Humans reached Saudi Arabia at least 120,000 years ago

by
Kiona N. Smith
from Ars Technica - All content on (#58A5S)
footprint-800x369.png

Enlarge (credit: Stewart et al. 2020)

About 120,000 years ago, two or three people walked along the shore of a shallow lake in what is now northern Saudi Arabia. They left behind at least seven footprints in the mud, and today those tracks are the oldest known evidence of our species' presence in Arabia.

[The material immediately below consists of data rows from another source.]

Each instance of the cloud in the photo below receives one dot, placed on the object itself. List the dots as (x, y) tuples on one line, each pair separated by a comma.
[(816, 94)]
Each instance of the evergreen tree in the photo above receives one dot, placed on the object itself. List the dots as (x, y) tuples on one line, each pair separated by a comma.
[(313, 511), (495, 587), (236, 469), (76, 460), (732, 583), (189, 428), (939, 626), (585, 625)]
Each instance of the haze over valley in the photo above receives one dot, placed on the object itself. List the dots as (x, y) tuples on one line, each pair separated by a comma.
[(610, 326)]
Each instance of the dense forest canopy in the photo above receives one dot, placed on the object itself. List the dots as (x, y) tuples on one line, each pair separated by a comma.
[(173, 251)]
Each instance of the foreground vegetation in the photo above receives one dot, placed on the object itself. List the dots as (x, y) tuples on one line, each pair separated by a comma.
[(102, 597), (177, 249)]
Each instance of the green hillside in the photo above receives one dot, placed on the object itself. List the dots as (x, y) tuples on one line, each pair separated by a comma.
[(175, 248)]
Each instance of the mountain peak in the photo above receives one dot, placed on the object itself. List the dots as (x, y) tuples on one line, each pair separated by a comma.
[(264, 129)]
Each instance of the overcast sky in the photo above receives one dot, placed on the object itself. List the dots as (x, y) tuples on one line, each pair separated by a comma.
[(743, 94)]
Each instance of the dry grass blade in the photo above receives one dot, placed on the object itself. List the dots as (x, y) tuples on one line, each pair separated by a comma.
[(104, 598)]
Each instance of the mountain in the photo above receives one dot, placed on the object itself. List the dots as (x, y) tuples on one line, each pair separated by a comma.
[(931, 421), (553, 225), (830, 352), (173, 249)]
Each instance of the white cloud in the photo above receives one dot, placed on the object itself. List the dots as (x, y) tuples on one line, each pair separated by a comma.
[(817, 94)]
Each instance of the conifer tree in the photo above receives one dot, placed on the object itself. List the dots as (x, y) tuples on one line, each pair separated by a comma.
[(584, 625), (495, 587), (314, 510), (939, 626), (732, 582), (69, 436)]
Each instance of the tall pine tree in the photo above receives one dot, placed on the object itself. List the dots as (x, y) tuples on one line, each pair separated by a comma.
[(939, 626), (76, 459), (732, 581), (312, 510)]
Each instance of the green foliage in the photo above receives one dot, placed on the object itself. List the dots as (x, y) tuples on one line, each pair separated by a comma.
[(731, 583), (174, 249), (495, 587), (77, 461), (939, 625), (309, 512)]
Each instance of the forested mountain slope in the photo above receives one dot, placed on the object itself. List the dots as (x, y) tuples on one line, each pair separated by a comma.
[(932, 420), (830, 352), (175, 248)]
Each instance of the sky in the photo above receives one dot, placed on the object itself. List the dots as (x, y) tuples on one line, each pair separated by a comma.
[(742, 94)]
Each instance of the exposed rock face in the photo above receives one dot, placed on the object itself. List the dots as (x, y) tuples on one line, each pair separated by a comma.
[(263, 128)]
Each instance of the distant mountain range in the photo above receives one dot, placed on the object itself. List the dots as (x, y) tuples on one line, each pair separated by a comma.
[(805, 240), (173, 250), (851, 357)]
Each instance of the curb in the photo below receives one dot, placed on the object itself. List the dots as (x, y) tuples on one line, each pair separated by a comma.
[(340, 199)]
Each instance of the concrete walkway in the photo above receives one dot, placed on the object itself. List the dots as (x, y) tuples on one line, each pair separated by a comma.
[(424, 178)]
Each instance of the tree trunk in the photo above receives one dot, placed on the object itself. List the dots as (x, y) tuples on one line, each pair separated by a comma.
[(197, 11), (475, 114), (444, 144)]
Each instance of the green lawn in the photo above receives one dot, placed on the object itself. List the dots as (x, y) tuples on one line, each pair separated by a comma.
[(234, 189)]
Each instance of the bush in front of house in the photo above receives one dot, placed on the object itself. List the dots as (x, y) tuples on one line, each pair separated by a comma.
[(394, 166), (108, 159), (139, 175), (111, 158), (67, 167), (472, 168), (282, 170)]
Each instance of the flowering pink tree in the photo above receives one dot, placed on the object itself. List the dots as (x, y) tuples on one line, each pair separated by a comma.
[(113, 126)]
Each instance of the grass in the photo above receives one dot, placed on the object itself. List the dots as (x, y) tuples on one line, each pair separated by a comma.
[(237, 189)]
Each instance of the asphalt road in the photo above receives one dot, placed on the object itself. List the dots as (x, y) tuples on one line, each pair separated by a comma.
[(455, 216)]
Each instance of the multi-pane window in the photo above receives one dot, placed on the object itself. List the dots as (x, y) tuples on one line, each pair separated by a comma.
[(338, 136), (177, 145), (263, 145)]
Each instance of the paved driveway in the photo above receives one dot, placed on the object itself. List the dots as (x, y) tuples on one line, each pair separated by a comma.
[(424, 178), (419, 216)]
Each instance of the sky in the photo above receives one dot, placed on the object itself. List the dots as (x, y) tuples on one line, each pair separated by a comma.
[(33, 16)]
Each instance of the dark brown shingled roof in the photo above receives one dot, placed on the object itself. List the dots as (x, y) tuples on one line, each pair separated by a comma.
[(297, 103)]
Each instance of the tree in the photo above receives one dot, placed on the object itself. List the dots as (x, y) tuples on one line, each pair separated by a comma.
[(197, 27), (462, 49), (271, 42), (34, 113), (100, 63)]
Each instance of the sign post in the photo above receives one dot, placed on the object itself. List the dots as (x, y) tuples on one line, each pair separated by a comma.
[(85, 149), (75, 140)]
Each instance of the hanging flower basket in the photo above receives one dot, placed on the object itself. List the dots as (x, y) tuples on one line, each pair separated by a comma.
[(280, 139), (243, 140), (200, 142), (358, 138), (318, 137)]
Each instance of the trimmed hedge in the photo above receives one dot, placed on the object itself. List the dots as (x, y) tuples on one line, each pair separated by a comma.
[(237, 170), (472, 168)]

A Pleistocene walk by the lake

Imagine that you're a hunter-gatherer about 120,000 years ago, and you're walking out of eastern Africa into Eurasia. Paleoanthropologists are still debating exactly why you've decided to do such a thing, and you almost certainly don't have a destination in mind, but for now we'll take it for granted that you just want to take a really, really long walk. Almost inevitably, you'll come to the Levant, on the eastern end of the Mediterranean. From that important geographical crossroads, you've got some options: you could head north through Syria and Turkey, then veer east into Asia or west into Europe. You could also strike out east, across the northern end of the Arabian Peninsula.

That was a better option then than it sounds now. Off and on during the Pleistocene, the Arabian Peninsula had a wetter climate than it does today. Evidence from ancient sediments, pollen, and animal fossils all suggest that today's deserts were once grasslands and woods, crossed by rivers and dotted with lakes like the one at Alathar in the western Nefud Desert.